Nelson Mandela not in vegetative state: South African government
The South African government has dismissed media reports that said anti-apartheid icon Nelson Mandela was in a permanent vegetative state with a life support machine keeping him alive in hospital.
"The Presidency has noted media reports about the condition of former president Mandela and would like to make a clarification," Xinhua quoted the Presidency as saying in a statement.
On Thursday, some South African media report said Mandela was in a permanent vegetative state and that a life support machine was keeping him alive.
"We confirm our earlier statement released this afternoon (Thursday) after President Jacob Zuma visited Madiba (Mandela) in hospital that Madiba remains in a critical but stable condition," the Presidency said. "The doctors deny that the former president is in a vegetative state," the statement added.
"Mandela remains under the care of a multi-disciplinary panel of South African medical experts," it said.
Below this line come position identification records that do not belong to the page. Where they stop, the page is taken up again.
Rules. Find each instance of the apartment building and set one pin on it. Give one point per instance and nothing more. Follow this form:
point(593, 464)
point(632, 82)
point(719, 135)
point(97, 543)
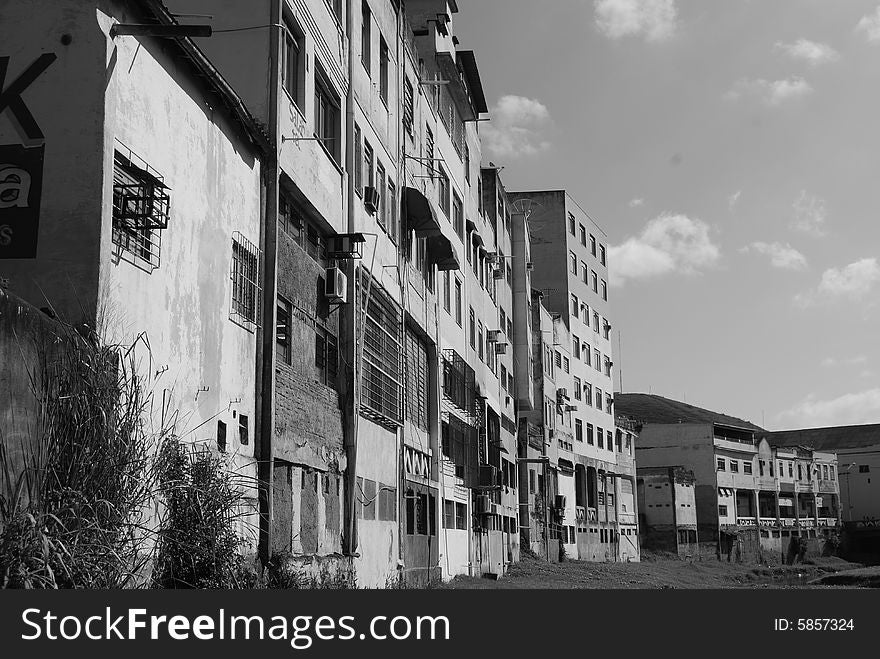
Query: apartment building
point(568, 256)
point(858, 455)
point(753, 499)
point(121, 146)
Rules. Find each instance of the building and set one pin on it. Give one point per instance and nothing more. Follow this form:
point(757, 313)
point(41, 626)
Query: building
point(858, 456)
point(668, 510)
point(753, 499)
point(137, 175)
point(568, 266)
On Thursday, the 94-year-old former president spent his 26th day at the Pretoria hospital since he was admitted there June 8 with a recurring lung infection.
Earlier Thursday, Mandela's wife Graca Machel said the former president may at times be uncomfortable and feel pain, but he was fine. Graca was speaking at the launch of a new sports initiative at the Nelson Mandela Centre for Memory in Johannesburg.
President Zuma has called on all South Africans to volunteer 67 minutes of their time on International Nelson Mandela Day, which falls July 18, to help change their communities and South Africa for the better.
This year's event will take place under the theme of "Take action; inspire change; make every day a Mandela Day" with focus on food security, shelter and literacy.